The rows on the first column show the membrane potential time series during control (top row), stimulation (middle row) and recovery after washout (bottom row). The rows on the second column show the raster plots for control (top), stimulation (middle) and recovery (bottom). The rows on the third column show the distribution of the number of spikes in each burst for the three time series. Finally, the panels on the fourth column show the inter-spike intervals (ISI) return maps during control (top), stimulation (middle) and recovery (bottom). Note that during the stimulation, the number of spikes per burst drastically decreased because of the RT activity-dependent GABA microinjections.

Figure 5. Closed-loop video-event driven stimulation.

A: Electric fish Gnathonemus petersii. B: Single electrical organ discharge of this fish. C: a typical train of activity (signals are squared in this plot). D: Schematic representation of the closed-loop video-event driven stimulation.

Figure 6. Virtual water fence through position-dependent stimulation.

When the fish crosses a virtual barrier (vertical black line on the right panels) an aversive stimulus is delivered (bottom left) so that the fish stays in a specific space of the water tank. The top left panel shows the electrical activity of the fish.

Figure 7. Analysis of the fish position tracking.

In the control experiment, the fish explored the tank without a preferred position (left panels). Once the virtual fence closed-loop stimulation started, the fish stayed mainly on the left part of the tank where no stimulation was received (right panels). Note the abrupt change in the histogram at pixel 300 in the horizontal axis of the camera, which corresponds to the position of the virtual fence.

Figure 8. Experimental setup for the closed-loop mechanical stimulation.

(A) Close up of the preparation showing Clione’s nervous system with the pipette holding the statocyst (white arrow). (B) Schematic representation of the activity-dependent mechanical stimulation closed-loop. The figure depicts the suction pipette that holds the gravimetric organ and the recording electrodes used to detect events that drive the motor movements.

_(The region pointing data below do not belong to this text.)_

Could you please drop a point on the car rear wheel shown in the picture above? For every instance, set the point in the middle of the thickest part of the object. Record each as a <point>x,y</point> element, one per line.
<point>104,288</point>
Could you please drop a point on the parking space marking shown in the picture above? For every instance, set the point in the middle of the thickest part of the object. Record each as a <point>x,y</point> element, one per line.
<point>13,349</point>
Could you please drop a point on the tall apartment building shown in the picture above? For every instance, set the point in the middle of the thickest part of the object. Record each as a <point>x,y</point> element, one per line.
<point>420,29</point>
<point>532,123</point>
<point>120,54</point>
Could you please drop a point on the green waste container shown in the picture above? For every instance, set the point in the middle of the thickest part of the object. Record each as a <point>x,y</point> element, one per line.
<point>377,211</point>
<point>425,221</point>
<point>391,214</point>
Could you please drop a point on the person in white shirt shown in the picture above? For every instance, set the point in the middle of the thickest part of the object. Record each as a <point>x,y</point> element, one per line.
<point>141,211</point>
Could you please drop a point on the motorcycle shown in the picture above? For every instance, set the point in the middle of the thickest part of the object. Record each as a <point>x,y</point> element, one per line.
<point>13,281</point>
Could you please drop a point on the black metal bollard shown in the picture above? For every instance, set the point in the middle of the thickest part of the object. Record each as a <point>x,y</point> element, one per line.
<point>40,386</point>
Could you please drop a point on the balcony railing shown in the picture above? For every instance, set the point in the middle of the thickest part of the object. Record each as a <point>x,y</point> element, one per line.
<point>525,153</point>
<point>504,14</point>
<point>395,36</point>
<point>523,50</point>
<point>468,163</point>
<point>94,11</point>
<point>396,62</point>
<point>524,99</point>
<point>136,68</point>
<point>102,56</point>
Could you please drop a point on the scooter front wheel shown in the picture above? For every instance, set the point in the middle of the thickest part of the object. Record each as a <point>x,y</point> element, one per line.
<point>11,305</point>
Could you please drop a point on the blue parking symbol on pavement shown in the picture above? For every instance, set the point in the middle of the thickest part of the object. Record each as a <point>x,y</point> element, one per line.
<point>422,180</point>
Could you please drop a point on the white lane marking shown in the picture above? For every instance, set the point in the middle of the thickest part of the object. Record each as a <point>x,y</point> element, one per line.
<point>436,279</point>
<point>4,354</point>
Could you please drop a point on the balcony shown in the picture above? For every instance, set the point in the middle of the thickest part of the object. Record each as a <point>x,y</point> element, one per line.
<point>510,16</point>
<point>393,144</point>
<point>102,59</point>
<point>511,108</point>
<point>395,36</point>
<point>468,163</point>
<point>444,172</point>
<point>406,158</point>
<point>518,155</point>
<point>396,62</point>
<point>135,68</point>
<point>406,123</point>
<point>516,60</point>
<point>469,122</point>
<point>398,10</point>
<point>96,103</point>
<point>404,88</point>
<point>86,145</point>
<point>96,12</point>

Figure 9. Automatic receptive field search through the stepper motor activity-dependent stimulation.

The figure shows the simultaneous recording of the stepper motor movement (top row), the wing motor nerve (middle row) and the real time burst detection on the wing nerve (bottom row). The motor is automatically sweeping through a range of angles. The software monitors the occurrence of stereotyped bursts in the activity of the wing nerve. After a burst detection or when a defined maximum angle is reached (horizontal dotted lines), the motor changes direction. Vertical dashed lines indicate a region where a strong response of wing motoneurons was observed in response to a stimulation around −21° (green horizontal arrow).